I would be so grateful for a working solution! Thank you in advance for your help!


----------



## Masterchiefxx17 (Feb 27, 2010)

*Re: That annoying black screen...*

Hi and Welcome to TSF!

Why are you disabling Windows Updates? Is your machine now fully up-to-date?

Please update your GPU driver to see how that goes.


----------



## Emmalinda (Jan 10, 2015)

*Re: That annoying black screen...*

Thank you!

I disabled Windows Updates because every time my laptop updated itself, the update fixed the previous problem but created a new (and more annoying) one. After I disabled them, laptop worked almost perfectly with nothing to complain.

But yes, now they are up-to-date. I also updated my graphics card but it didn't solve the problem, either. Is there anything else I could try?


----------



## Masterchiefxx17 (Feb 27, 2010)

*Re: That annoying black screen...*

I would say to reinstall the game, but make sure it runs in compatibility mode.

Also, does this happen on any other game?


----------



## Emmalinda (Jan 10, 2015)

*Re: That annoying black screen...*

Yes, this does happen with Simcity Societies but not with The Sims 3 or Heroes IV: Might and Magic. I don't know why. Well, both Simcities are downloaded (Simcity from Origin and Societies from another site), so could that be a reason? But on the other hand, one of my The Sims 3 EP's is from Origin also and there is no problem with that.

But thank you, I'll try that compatibility mode!


----------



## Emmalinda (Jan 10, 2015)

*Re: That annoying black screen...*

The compatibility mode didn't work either (I set the game to be compatible with Windows 7). Now I'll try reinstalling but I just have no idea how to reinstall games that are downloaded from Origin. I tried to google guide for that but didn't make any sense from what I found.  Is there some kind of idiot proof way to reinstall Origin games?


----------



## Masterchiefxx17 (Feb 27, 2010)

*Re: That annoying black screen...*

I'm not sure how to use Origin, only use Steam.

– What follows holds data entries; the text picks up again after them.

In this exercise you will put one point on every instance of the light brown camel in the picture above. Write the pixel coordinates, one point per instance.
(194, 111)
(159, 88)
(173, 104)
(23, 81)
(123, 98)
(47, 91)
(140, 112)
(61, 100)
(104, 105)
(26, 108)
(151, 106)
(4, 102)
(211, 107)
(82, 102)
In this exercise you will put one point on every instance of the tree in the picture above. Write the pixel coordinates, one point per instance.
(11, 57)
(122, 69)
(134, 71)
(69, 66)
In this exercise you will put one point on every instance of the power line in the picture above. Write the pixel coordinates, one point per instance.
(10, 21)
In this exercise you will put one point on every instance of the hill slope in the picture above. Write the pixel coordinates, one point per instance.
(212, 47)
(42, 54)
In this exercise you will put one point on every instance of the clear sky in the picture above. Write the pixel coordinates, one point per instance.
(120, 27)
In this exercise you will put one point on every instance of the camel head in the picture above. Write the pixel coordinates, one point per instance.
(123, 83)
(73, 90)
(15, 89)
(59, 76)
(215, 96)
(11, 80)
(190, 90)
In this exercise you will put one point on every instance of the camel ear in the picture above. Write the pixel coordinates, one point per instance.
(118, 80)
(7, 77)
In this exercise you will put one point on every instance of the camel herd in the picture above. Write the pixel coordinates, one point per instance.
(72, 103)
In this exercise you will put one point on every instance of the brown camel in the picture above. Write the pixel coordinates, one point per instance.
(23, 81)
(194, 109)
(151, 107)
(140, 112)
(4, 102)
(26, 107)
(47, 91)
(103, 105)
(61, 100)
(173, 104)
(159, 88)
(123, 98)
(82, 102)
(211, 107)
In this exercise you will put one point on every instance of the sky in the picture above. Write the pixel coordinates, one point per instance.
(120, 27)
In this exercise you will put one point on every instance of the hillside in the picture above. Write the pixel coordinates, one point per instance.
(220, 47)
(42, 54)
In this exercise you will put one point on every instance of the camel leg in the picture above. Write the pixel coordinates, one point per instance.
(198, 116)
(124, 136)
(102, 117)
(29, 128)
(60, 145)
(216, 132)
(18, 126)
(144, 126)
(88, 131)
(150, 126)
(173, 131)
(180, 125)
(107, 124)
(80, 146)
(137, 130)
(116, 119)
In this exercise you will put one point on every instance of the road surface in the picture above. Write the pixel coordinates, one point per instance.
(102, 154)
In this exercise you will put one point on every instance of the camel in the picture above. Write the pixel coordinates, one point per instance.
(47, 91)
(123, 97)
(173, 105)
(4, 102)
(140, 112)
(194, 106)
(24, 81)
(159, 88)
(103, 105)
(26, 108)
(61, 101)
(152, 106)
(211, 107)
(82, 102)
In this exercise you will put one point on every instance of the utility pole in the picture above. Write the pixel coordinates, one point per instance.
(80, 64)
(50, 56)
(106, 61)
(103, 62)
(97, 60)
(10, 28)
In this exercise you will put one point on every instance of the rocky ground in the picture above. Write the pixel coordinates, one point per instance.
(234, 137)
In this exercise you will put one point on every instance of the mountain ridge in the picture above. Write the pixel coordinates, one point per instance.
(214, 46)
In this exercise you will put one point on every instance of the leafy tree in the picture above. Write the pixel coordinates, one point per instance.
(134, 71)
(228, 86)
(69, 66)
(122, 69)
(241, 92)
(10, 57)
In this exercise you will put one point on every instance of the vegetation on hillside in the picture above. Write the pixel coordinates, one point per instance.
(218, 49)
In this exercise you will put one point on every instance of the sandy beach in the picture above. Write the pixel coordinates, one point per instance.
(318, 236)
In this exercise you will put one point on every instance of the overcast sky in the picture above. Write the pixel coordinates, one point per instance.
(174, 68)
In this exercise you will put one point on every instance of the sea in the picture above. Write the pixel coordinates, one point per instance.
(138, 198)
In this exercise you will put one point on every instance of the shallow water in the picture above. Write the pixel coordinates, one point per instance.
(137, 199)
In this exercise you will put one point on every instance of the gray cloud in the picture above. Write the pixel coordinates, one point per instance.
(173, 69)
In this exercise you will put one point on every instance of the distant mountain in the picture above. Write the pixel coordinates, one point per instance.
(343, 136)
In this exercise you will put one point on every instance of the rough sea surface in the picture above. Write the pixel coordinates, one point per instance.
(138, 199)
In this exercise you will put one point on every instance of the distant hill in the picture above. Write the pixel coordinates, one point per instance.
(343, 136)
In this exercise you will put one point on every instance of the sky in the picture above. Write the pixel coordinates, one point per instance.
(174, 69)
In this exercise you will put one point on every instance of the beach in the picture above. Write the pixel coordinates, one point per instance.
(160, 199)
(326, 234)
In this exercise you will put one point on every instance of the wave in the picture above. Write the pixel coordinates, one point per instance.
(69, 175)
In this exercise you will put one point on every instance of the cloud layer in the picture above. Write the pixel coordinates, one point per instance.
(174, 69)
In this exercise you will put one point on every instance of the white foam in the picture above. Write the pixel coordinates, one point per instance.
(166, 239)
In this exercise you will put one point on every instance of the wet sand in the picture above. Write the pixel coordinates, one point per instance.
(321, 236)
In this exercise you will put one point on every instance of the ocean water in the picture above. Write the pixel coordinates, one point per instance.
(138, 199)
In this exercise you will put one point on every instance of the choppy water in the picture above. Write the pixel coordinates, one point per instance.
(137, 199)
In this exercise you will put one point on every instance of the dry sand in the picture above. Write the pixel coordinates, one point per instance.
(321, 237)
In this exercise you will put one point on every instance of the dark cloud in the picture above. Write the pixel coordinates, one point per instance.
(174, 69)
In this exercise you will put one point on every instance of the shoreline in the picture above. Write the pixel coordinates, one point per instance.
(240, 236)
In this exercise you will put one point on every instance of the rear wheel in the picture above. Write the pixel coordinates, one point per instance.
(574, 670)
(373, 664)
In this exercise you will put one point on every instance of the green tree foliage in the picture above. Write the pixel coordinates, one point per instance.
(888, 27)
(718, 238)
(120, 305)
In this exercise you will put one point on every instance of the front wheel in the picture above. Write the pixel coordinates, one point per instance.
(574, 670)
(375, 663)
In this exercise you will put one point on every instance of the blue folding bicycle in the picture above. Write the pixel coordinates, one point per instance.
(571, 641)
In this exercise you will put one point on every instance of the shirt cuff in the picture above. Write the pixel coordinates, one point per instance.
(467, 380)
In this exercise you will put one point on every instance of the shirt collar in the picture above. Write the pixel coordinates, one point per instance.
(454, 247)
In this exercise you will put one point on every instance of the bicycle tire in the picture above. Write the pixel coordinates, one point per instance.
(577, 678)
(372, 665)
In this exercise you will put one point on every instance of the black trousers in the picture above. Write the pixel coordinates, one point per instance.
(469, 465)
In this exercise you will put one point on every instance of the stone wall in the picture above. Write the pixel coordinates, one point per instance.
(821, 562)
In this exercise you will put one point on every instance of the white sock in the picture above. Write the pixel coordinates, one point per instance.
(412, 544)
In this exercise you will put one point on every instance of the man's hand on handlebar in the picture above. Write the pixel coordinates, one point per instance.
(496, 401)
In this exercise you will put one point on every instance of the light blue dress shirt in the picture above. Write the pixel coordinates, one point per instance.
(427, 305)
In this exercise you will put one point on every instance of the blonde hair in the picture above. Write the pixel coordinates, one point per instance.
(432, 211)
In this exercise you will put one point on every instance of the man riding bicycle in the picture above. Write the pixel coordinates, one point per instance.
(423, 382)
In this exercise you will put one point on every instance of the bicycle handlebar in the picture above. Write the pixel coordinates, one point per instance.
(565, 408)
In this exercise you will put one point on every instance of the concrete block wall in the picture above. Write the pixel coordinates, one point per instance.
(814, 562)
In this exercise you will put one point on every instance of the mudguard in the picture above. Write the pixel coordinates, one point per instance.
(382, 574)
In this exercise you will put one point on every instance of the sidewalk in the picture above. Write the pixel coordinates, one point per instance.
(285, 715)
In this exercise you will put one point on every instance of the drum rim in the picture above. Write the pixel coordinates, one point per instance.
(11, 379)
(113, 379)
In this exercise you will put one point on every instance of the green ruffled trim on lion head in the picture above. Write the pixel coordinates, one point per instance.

See if EA support has an answer on how to reinstall a game.


----------



## Emmalinda (Jan 10, 2015)

*Re: That annoying black screen...*

Well I think I've found a solution! Today we cleaned my laptop's fan and after that the game has been playing well - at least for the last 40 minutes. 

Thank you for your advice, anyway!


----------



## Masterchiefxx17 (Feb 27, 2010)

Sounds like it was overheating a little bit.

Glad to hear!


----------